The trajectories of the stocks of bees for each crop and the winter given by Eqs. (7) and (8) are connected by the fact that at the end of the crop or winter, bees either enter the following period or are culled. Culling occurs only after each crop and there are \(I\) culling variables, \(C_{i,k}\). In contrast, we allow honey to be extracted only once before winter after crop \(I\) and there is therefore only one honey harvest variable \(H_{k}\). Accordingly:

$$\begin{aligned} \left\{ {{\begin{array}{l} b_{i+1,0}=b_{i,T}-C_{i,k}, \quad i=1,\ldots , I-1\\ b_{w,0} =b_{I,T} -C_{I,k}\end{array}}}\right. \end{aligned}$$
(9)

and

$$\begin{aligned} \left\{ \begin{array}{l} s_{i+1,0}=s_{i,T}, \quad i=1,\ldots , I-1\\ s_{w,0} =s_{I,T}-H_k\end{array}\right. \end{aligned}$$
(10)

The yearly trajectories of bees and honey stocks that result from the connected \(I + 1\) pairs of elements in Eqs. (7) and (8) are then used to identify the year-to-year variations in the stocks of bees and honey by noting that,

$$\begin{aligned} \left\{ \begin{array}{l} B_k=b_{1,0}\\ S_k=s_{1,0}\\ B_{k+1}=b_{w,T}\\ S_{k+1}=s_{w,T},\end{array}\right. \end{aligned}$$
(11)

where recall, the year subscript is suppressed for the within-year variables on the right side of (11). Below, we derive the expressions of the year-to-year equations of motion for a single crop, \(I = 1\), and for two-crops \(I = 2\). From these year-to-year expressions we find expressions for the optimal stocks of bees and honey in the long-run problem defined in Eqs. (1) and (2).

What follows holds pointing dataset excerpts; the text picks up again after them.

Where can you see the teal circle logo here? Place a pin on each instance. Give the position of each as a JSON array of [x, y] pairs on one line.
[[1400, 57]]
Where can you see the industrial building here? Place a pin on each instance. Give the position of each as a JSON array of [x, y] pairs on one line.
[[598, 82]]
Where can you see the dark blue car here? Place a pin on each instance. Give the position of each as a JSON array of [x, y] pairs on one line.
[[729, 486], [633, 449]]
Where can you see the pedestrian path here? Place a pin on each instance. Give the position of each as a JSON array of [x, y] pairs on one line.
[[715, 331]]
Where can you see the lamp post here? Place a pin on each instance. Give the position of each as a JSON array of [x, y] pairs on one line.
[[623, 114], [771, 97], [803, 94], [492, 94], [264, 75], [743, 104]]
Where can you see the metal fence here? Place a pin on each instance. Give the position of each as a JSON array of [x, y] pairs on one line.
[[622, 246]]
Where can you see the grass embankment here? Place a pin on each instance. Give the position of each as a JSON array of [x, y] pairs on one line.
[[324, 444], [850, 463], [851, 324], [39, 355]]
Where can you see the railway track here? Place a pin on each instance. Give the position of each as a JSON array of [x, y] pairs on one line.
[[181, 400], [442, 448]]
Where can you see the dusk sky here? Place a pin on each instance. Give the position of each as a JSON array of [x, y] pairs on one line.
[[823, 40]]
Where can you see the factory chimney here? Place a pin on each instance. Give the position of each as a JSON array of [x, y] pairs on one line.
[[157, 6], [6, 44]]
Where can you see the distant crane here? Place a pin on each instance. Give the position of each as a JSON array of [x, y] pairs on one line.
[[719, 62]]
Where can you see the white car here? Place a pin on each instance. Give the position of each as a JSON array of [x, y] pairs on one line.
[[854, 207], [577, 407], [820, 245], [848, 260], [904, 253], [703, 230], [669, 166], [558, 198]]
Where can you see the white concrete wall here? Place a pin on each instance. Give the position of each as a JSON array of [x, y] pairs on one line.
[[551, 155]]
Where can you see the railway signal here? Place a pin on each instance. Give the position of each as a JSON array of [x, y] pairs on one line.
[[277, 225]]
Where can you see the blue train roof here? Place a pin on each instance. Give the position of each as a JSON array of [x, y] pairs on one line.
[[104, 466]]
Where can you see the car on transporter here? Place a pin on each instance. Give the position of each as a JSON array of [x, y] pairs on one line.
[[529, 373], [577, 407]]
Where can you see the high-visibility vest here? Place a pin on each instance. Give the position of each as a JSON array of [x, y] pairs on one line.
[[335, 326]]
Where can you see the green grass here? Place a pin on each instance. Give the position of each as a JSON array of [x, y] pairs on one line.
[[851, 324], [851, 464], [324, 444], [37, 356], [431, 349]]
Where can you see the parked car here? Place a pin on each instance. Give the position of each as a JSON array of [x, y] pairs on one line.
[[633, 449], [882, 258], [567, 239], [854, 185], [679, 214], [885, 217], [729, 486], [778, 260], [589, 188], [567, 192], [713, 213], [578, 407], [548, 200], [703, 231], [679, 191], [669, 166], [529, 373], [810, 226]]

3.2 Yearly Changes for the Stocks of Bees and Honey for a Single Crop Cycle

In the single crop case the active season is the bloom of a single crop. We replace the index notation \(i\) by the subscript \(a\) that distinguishes the active season from the winter season, \(w\). The function \(f\) in the equation of motion (2) can be derived by successive substitutions and simplifications of the terms in Eqs. (7), (8), (9), (10), and (11). The first element of \(f\), the yearly variation in the bee stock, is given by:

$$\begin{aligned} B_{k+1}-B_k=(e^{\alpha _a \tau _a -\alpha _w \tau _w }-1)B_k -e^{-\alpha _w \tau _w }C_k. \end{aligned}$$
(12)

Equation (12) can be written in terms of yearly parameters as:

$$\begin{aligned} B_{k+1} -B_k =\varphi _1 B_k -\varphi _2 C_k \end{aligned}$$
(13)

which states that without culling, the bee stock grows at an annual rate \(\varphi _1 = (e^{\alpha _a \tau _a - \alpha _w \tau _w - 1})\). Of course, Eq. (13) is true only if the bees do not starve during winter, which requires that the stock of honey does not reach zero before the end of the winter, that is \(S_{k+1}\ge 0\). Culling decreases the bee stock by a coefficient of \(\varphi _2 =e^{-\alpha _w\tau _w}\) because culling happens at the beginning of the winter.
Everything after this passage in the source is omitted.